The cryptic part came from not wanting to reveal too much. I have a family and I blog it’s a thin line to walk. I have my own limits for what I will and what I will not share about my family. I’m sure they would like me to post less than what I’ve set, but it’s my blog. Neener. So sometimes I struggle in communicating about a situation without naming the situation. It might be because it has too much personal date style info, or personal embarassment stuff so I struggle with how to write about it without saying it. Yesterdays blog was a great pratice! By your feedback, I need to improve and with time I am sure I will.

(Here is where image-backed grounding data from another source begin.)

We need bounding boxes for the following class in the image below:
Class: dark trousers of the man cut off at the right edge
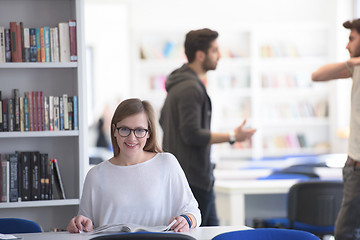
[335,157,360,240]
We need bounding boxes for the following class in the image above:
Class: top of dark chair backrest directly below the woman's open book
[91,232,196,240]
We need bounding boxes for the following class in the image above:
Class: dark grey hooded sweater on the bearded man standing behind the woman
[160,64,214,191]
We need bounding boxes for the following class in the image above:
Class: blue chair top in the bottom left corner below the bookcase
[0,218,42,234]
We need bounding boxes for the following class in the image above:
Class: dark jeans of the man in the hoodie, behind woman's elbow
[190,186,219,226]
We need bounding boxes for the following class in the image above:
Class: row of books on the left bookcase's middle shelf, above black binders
[0,89,79,132]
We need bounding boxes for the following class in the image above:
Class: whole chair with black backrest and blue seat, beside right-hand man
[264,181,343,237]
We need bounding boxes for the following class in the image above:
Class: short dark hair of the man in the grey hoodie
[184,28,219,63]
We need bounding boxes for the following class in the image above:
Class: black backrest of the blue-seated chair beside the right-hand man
[288,181,343,227]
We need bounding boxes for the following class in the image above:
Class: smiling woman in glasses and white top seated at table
[67,99,201,233]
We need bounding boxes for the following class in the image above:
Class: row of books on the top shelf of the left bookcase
[0,20,77,63]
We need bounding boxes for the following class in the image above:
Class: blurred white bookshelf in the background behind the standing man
[133,22,335,160]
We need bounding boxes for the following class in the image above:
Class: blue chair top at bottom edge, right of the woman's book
[212,228,319,240]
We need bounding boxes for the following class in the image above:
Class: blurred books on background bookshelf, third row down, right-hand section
[263,100,329,119]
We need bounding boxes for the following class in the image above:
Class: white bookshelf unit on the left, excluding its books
[0,0,88,231]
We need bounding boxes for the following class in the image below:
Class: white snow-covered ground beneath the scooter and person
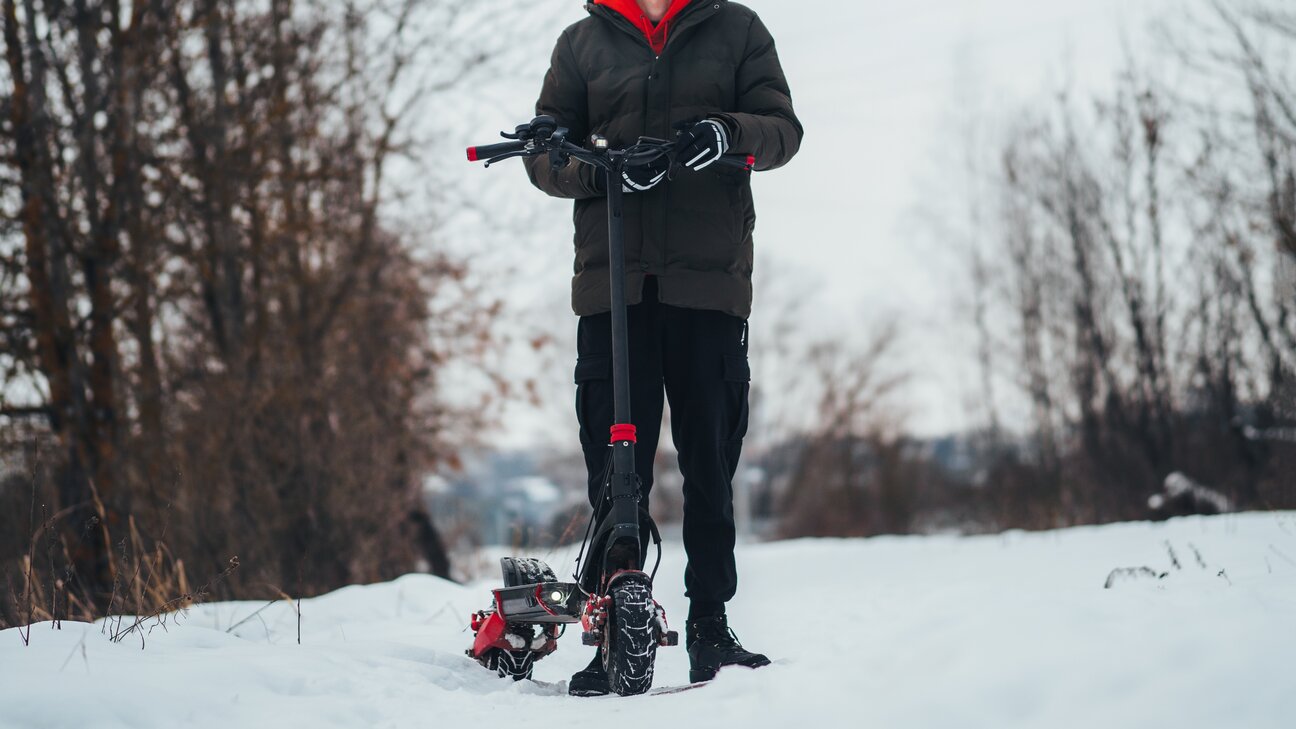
[0,512,1296,729]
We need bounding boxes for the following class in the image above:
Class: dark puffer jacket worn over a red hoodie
[527,0,802,319]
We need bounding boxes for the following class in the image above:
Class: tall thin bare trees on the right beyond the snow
[948,3,1296,525]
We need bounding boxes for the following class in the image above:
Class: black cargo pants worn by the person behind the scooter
[575,276,752,617]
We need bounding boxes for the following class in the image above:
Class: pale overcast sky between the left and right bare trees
[427,0,1173,445]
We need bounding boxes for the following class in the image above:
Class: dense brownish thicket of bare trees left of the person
[0,0,505,625]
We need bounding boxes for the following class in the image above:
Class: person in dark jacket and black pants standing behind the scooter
[527,0,802,695]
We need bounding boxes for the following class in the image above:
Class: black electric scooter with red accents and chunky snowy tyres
[468,117,756,695]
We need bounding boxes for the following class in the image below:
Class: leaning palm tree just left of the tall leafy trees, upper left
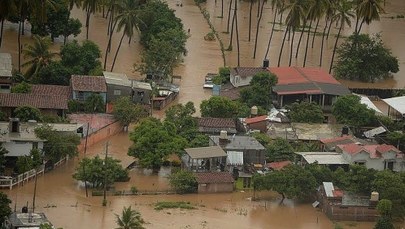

On to the emotionality of yesterdays post. What can I say. I’m human, it was late, I was not just tired I was exhausted and teary. Motherhood has it’s moments of tears, epiphanies and joy. Yesterday was a combo of all three. So I just chose emotional as one word to wrap it all into one. I was blogging late at night and my creative juices were drying up. Just know that all is well with each and every one of us. Each new day brings some things known and other things not. Yesterday was more on the “I didn’t see that one coming” and well, it was a bit rough. But hey, that’s all part of being a Mom. We got through it, I got through it and today smiles returned. We are all good. We are happy. No matter what comes, we’ll get through it because one thing about us is we are strong and we have love. Please don’t fret when my humanity shows and I get down. I hear it’s normal to be down. I’m luckier than most, my down times are far between. By general rule, I’m one happy gal. I will always be honest with you, my public all
42 of you. When I blog, I will be keeping it real-yo!
So my apologies to anyone that I worried yesterday. I had a moment of down, it won’t be my last, but it also didn’t last. Get it? Last? I am back to my normal happy, crazy self today. All is good and right in my world again.
Well other than my tummy is buggin me. It’s been all rumbly and bumbly since 9 a.m. I’m totally ready for that to be over.